If running late, which he admits he often was, he would run. If the snow was substantial, he might ski to work.
But most of the time, he would grasp a set of handlebars and pedal his way to school. Since 1984, he has cycled to his job nearly every single day, going through only three bikes over the three decades.
“It’s just a great way to get some activity,” says the effervescent educator, “And fresh air! The fresh air is wonderful. I have a sedentary job, so it’s a nice way to build in a little bit of activity.”
If driving, he says the trip would take 15 minutes. On a bicycle, it is twice that.
Though the occasional swear word and incredulous verbal volley gets lobbed his way in winter, for Hall the coldest months are the coolest. Dress properly and you can stay warm without sweating too much or having to endure minutes in a slowly-heating car.
Maybe eight winters ago, during a particularly cold snap, he did freeze his cheeks a rosy red. But Hall says this last winter was the most challenging of all. With city crews constantly battling ever more snowy streets, bike paths were a low priority.
But he says despite that, he remains grateful for the cycling infrastructure Red Deer boasts. He won’t stop riding in retirement, and he believes in time the city will get more bike lanes for riders like him.

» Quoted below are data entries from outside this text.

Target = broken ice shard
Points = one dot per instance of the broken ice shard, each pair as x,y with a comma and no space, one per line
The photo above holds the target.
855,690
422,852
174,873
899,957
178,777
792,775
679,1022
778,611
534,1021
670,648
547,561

Hall has served on the Better Biking Red Deer committee, helping in the development of a winter cycling master plan. That committee’s work, he said, helped to make cycling more accessible and ensured paths would be plowed so riders could go year-round.
But even if efforts have been made to give riders a share of the road, Hall has been involved in some pretty mean collisions and learned that drivers rule the road.
“I have learned that you cannot take anything for granted, you have to be so defensive. You’re invisible out there, or you have to pretend like you are,” says Hall.
Hall calls his retirement plan ‘Flexibility 55,’ which will likely include some substitute teaching and a good deal of hiking with wife Susan.